[Python-ideas] Simpler syntax for basic iterations

Rustom Mody rustompmody at gmail.com
Mon Oct 12 07:37:43 CEST 2015


On Mon, Oct 12, 2015 at 10:28 AM, Luciano Ramalho <luciano at ramalho.org>
wrote:

> On Mon, Oct 12, 2015 at 1:43 AM, Guido van Rossum <guido at python.org>
> wrote:
> > Well, that's even more limited.
>
> Yep. That's the whole point.
>
>

In discussions like this there are 3 – at least – interlocking parties with
their conflicting interests.

   1. Professional programmers
   2. Language Designers/implementers
   3. Programming/CS teachers

It is unlikely to find people equal to all these but at least let us be
clear that these 3 exist!

[For those who find this too long, tl;dr at bottom ]

To see that these viewpoints are inherently conflicting consider that a
programmer may wish that his language precludes errors – a natural wish.
Translated to the designer camp this means an automatic detection of errors
– also known as the Halting Problem. Which is to show that the programmer's
and the language-designer's needs are not just conflicting, they are
inherently conflicting

And so, in like manner the programming-teachers' needs are in inherent
conflict with the needs of professional programmers and language designers.

3-4 decades ago this was widely understood and some sort of compromise was
worked out: Beginners studied Pascal (or Basic); professionals lived inside
Fortran, Cobol, PL-1 etc.

With the coming of C, people began to imagine that C was sufficiently close
to Pascal that a one-fit-all solution was possible. The result has
been terribly
detrimental
<http://blog.languager.org/2013/02/c-in-education-and-software-engineering.html>
to CS-edcuation

The increasing widespreadness of languages like Python and Haskell may seem
to improve this situation. IMHO it only worsens it: Sure Python is better
to teach than C++ but its not better enough that its suitable as a
teaching-language. [And as Haskell gallops towards Real-World
<http://book.realworldhaskell.org/> status it also gallops towards
C++-dom].

Specifically coming to the suggestion at hand: Pascal got one thing right
that all its successors, starting C, got terribly wrong: the need to
separate and *do equal justice to*
Platonic world Mundane World Values Effects Expressions Statements functions
procedures

More about this 50 year-old error and a beginning gleam of light:  a  ACM
CS Curriculum 2013
<http://blog.languager.org/2015/06/functional-programming-moving-target.html>
and its prequel Timeline
<http://blog.languager.org/2015/04/cs-history-1.html>

The error of imagining imperative programming is easy to learn comes from
people not seeing that imperative languages *as they exist* contain a
subset functional language which is ineluctable. Also known as the rhs of
assignment statements – with the '=' being the visible indicator of
the infamous
von Neumann bottleneck
<https://www.cs.cmu.edu/%7Ecrary/819-f09/Backus78.pdf>.

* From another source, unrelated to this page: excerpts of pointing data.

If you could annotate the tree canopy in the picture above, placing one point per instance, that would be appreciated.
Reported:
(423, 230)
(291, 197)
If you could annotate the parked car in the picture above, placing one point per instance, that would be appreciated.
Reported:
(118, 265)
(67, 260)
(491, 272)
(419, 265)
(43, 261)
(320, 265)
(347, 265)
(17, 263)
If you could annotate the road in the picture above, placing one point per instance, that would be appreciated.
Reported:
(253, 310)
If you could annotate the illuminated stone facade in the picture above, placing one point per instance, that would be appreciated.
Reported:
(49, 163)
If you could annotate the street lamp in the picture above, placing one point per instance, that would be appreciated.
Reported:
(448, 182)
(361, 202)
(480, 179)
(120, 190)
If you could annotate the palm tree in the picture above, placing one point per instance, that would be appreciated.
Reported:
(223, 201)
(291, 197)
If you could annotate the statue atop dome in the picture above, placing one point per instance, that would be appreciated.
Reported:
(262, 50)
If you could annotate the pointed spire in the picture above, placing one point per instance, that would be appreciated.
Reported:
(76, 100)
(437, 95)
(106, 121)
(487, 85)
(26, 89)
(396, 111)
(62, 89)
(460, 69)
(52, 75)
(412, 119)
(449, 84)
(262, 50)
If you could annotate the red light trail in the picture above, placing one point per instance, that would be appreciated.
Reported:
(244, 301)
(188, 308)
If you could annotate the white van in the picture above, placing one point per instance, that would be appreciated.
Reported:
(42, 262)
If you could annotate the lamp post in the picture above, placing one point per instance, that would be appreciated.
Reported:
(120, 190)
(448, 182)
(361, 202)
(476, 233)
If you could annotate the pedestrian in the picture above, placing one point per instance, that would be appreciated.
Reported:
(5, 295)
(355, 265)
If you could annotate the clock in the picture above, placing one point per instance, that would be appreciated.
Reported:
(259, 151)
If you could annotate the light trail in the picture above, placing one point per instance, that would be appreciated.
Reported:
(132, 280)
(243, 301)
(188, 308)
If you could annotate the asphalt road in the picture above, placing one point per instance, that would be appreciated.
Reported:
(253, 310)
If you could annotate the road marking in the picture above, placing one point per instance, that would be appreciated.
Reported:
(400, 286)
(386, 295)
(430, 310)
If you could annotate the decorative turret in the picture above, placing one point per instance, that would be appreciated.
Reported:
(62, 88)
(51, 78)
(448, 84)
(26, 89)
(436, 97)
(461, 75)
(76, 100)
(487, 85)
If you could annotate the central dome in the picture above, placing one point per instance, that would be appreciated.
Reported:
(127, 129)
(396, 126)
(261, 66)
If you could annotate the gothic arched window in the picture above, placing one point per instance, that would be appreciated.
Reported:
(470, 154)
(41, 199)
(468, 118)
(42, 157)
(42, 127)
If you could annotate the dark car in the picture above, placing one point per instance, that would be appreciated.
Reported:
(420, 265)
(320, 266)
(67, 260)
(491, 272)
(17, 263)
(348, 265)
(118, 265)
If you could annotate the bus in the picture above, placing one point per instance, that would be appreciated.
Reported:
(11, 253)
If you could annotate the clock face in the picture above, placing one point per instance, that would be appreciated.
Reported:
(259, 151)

The functional programming folks seeing this error try to expand that
expression world to cover all of programming needs. [Whether the results of
these good-intentions eg Haskell are more teachable is another matter!]

The alternative (eg Logo and I am guessing Luciano and Andre ) that for the
'atoms' of the statement world, instead of having assignment statements to
have turtle-left/right etc. This renders the language useless for general
purpose programming but can be a neat intro to algorithmic thinking


tl;dr

   1. Language designer/implementers may wish to ask themselves whether
   having a family of easily learnable but slightly inconsistent languages
   helps or hinders their language.
   2. Teachers may wish to re-evaluate their fixed-cost/variable-cost
   (equivalently batch/interactive cost) outlay in the languages they teach
   and check whether implementing a cut-down subset of their chosen language
   doesn't speed up their students and themselves
   3. General programmers need to remember – not only were they noobs at
   some stage, there is probably something they are learning right now to
   which noob-ness applies even to them.